During a hurricane off New York the mizzen, fore, and main topmasts of the frigate “Aeolus” were blown down and the ship was flung over onto her side. A young midshipman, Frederick Marryat, without thought of personal danger and followed by half a dozen brave seamen, mounted the weather rigging and cut away the wreck allowing the freed ship to right herself. The year was 1811 and Marryat later described this as the “proudest moment of my life.” This was just one of many such brave deeds. During twenty-four years in the Navy he received twenty-seven commendations for saving life at sea and was awarded the gold medal of the Royal Humane Society.
Frederick had entered the Royal Navy as a midshipman in 1806 when he was 14. He loved the exciting life in the wartime Navy but was horrified by the living conditions on board ship. These conditions and the vigorous and hard life he led undermined his health and while serving in Barbados in 1813 a blood vessel in his lung burst and he collapsed. He was sent home for six months to regain his health.
When he returned to duty his ship was the “Newcastle.” Britain was at war with the United States and Marryat was sent into Boston Bay in an open boat as leader of a raiding party to destroy four American merchant ships. They succeeded but at the cost of eleven lives. The rest of the raiders spent three days without food or water before regaining contact with their ship.
By the time peace came to Europe Frederick had reached the rank of commander. The peace put a curb on further promotions and he spent the next few years on land. As the son of a wealthy man Frederick did not have to face the hardships that many naval officers were confronted with at this time. In fact he could now indulge in his hobbies of reading, writing and sketching. He had a chance to travel for pleasure and to enjoy a social life which had been denied him so far. He also got married.
During this time ashore he worked out a better signalling system for ships and in 1817 published “A Code of Signals for the Use of Vessels Employed in the Merchant Service.” This code was so successful that it was used by seamen for many years.
In 1820 Marryat received his first naval command. The next two or three years afloat were rather uneventful and boring for this adventure-loving man.
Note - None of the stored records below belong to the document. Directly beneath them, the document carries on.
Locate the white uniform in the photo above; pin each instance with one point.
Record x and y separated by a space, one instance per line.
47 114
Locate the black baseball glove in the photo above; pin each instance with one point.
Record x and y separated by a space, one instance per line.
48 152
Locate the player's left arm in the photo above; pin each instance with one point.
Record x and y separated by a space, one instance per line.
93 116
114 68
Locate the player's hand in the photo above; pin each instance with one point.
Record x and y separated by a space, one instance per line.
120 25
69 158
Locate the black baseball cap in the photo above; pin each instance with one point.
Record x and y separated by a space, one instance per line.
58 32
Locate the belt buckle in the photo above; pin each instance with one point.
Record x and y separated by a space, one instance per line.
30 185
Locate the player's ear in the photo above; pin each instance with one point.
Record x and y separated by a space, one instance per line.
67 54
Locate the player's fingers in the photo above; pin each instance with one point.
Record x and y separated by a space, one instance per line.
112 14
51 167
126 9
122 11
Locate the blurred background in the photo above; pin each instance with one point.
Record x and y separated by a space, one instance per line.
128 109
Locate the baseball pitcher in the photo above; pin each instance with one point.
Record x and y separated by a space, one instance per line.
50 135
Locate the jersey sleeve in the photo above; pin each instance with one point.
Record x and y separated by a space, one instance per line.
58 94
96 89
In 1823, however, he set sail for the East Indies in command of the sloop “Larne.” On arrival at Madras in early 1824 he heard that the Burmese had invaded Bengal and he sailed at once to support the British military commander there. This war dragged on for three years. The British troops had to cope with cholera and fever as well as the fierce Burmese fighters. Marryat lost half his crew within a few months and himself contracted cholera.
In 1827 he was confirmed in the rank of captain, a promotion long overdue to this gallant sailor. He was also awarded the Order of the Companion of the Bath.